Deberíamos empezar por la educación. La tecnología es mucho más cercana de lo que pensamos, no está reservada a personas superinteligentes o a los programadores. Debemos tener más responsabilidad.

Has viajado mucho, has trabajado y expuesto en muchos rincones del mundo. ¿Qué has aprendido fuera que podríamos aplicar aquí?

En 2015 estuve en Mont-real, y allí la escuela de Bellas Artes tiene un departamento de arte cibernético o arte tecnológico. Aquí el problema del arte tecnológico es los espacios donde se expone, que a menudo son festivales de música con un público muy especializado y entradas caras. En países como Canadá o Francia sitúan más arte en espacios públicos, donde no hay que pagar entrada, o en museos más abiertos, no tan especializados, así la gente tiene más acceso. Y en Japón ya debe ser una historia aún más distinta…

Eres la primera persona de perfil tecnológico que recibe el Premio Nacional de Cultura desde el nuevo formato de los galardones, establecido hace nueve años. A la vez, en el ámbito científico, solo lo han recibido el oncólogo Joan Massagué (2014) y la oceanógrafa Josefina Castellví (2013). ¿Sientes que abres camino?

En materia de premios sí, pero hay muchas otras artistas trabajando en este campo desde hace años. Tenemos a Anna Carreras [profesora de BAU], con quien trabajamos juntas, Alba G. Corral y Joana Moll. Últimamente hay más interés en nuestro trabajo, y el premio lo demuestra. La gente está asumiendo que la tecnología es una parte más de la cultura. ¡Y ahora apenas despunta el criptoarte!

 

 

Ahora estás estudiando filosofía contemporánea. ¿Qué respuestas buscas?

Busco retos para el cerebro. Constantemente. Desde que empecé Bellas Artes, la lectura siempre ha sido mi fuente de inspiración. Cuando tengo una idea o empiezo un proyecto es porque leo. Y no soy de leer novela, me gusta leer ensayo. Pensé que en el máster descubriría unas lecturas diferentes de las mías. Me interesa mucho el pensamiento posthumanista, que se pregunta qué seres tecnológicos queremos ser. Quiero entender cómo funciona el pensamiento humano. Al final, la inteligencia artificial intenta reducir el pensamiento humano al terreno computacional. Yo busco lo contrario: todo lo que no podemos hacer computable de la mente humana. Y lo hago por pasión.

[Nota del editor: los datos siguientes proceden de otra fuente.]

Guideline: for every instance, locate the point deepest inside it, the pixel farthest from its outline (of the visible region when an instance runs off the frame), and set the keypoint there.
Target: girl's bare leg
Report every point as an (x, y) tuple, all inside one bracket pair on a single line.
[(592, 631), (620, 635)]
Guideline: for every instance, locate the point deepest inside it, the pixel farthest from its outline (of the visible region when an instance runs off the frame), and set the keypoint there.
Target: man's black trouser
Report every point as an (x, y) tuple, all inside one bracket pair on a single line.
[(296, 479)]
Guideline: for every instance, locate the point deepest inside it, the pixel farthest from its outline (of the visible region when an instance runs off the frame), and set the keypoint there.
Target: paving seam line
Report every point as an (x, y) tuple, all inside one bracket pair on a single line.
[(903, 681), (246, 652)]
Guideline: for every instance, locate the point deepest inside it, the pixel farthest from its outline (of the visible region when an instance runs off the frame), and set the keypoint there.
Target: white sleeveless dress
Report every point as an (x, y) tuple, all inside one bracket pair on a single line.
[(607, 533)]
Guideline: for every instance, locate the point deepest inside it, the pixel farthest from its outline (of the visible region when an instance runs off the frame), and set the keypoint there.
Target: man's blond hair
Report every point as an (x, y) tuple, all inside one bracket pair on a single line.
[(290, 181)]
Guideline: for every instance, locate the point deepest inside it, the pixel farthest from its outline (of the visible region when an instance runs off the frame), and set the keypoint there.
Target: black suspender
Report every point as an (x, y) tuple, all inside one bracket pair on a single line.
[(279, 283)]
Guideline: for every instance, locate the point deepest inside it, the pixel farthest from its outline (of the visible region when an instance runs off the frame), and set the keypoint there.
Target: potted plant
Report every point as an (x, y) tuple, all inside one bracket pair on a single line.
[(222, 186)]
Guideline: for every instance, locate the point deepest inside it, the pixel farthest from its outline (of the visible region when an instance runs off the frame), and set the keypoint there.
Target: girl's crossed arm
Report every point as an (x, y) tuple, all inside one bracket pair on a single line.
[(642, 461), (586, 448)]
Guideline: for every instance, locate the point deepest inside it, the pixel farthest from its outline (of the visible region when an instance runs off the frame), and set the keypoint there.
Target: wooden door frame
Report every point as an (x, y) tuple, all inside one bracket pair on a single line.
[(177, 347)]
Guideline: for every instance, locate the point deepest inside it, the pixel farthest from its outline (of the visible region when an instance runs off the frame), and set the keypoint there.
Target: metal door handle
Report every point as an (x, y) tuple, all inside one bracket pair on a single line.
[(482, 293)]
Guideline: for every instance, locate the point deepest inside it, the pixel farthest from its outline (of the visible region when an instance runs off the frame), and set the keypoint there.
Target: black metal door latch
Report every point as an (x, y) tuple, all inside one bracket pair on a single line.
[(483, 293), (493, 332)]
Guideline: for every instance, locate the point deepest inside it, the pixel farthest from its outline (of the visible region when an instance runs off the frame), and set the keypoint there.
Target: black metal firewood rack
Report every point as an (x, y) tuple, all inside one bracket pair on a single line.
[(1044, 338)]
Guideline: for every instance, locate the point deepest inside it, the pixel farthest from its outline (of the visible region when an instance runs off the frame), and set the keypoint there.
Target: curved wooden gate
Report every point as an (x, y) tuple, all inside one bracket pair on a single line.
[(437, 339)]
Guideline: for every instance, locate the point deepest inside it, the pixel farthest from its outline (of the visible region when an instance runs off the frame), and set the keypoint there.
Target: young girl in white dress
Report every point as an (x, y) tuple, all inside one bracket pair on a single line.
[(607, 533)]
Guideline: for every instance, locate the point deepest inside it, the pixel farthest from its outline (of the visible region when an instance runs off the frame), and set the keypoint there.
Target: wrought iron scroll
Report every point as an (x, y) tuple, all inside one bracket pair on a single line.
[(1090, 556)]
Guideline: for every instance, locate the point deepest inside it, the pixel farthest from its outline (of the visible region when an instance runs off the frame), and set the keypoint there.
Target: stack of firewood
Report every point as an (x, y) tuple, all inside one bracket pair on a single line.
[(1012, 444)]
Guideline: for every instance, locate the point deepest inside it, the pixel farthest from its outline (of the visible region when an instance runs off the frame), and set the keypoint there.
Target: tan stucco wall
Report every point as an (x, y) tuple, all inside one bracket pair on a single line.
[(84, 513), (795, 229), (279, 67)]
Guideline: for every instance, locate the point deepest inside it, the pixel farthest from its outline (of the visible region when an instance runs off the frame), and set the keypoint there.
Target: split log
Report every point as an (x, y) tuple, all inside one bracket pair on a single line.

Eres mujer, joven y trabajas en el ámbito de la tecnología. Una combinación aún poco frecuente aquí, lamentablemente. Pensando en las tecnoartistas del futuro, ¿qué podemos hacer para que dentro de diez, 20 o 50 años haya más Mónicas Rikić?

Se trata de que tengan referentes. Para hacer programación debes ser muy tozuda, casi de manera obsesiva, porque si no te frustras. Debemos mostrar que hay gente válida. Cada vez hay más mujeres, pero me preocupan más otros colectivos menos representados, como las comunidades migrantes, por ejemplo.